Christopher Peters and Shane Gabier have lowered their prices, but instead of constraining them, the shift has enabled the duo to win back a bit of their original magic.
Creatures of the Wind Spring 2018 | Source: Indigital
By
  • Lauren Sherman

NEW YORK, United States — "I don’t know what extremely rich women want,” says Creatures of the Wind’s Christopher Peters. “But I know what my friends want.” This season, Peters and partner Shane Gabier have taken this ethos to heart, lowering their prices 30 percent on average, all the while continuing to produce their collection in the US out of Italian fabrics. For spring, the majority of their pieces are priced below $1,000.
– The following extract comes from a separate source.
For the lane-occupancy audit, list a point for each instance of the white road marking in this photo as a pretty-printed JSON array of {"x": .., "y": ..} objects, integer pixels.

Not cheap by any means and still very much designer. This isn’t a contemporary — or highly merchandised — collection, but it does align more closely with who Peters and Gabier are. Instead of making pieces that are extravagant in price, they were extravagant in process. After seeing a great deal of success with reworked vintage fur coats for fall — and a range of embellished vintage t-shirts and sweatshirts, embroidered with cannabis as a part of a collaboration with haute-weed brand Marley Natural and System Magazine, which sold out within a month — they have taken the idea further for spring. Leather trench coats from the 1970s were stripped, reshaped and then hand-painted. (Peters called the experience “cathartic”.) They’ll retail for $795.

Along the way, Peters and Gabier let go of some of the pretenses that have weighed down some of their recent collections, and simply made pieces their friends — many of whom walked the runway — might like to wear. It felt less referential, more wonky. The new direction was perhaps best represented by the Tyvek trench, digitally printed with a broken swirling rainbow canvas. The screwy technicolor dream coat nicely communicated the designer’s exploration of the history of psychedelia — a big part of their “research" for the season — and it was also cool-looking. Which is the only thing it needs to be, really.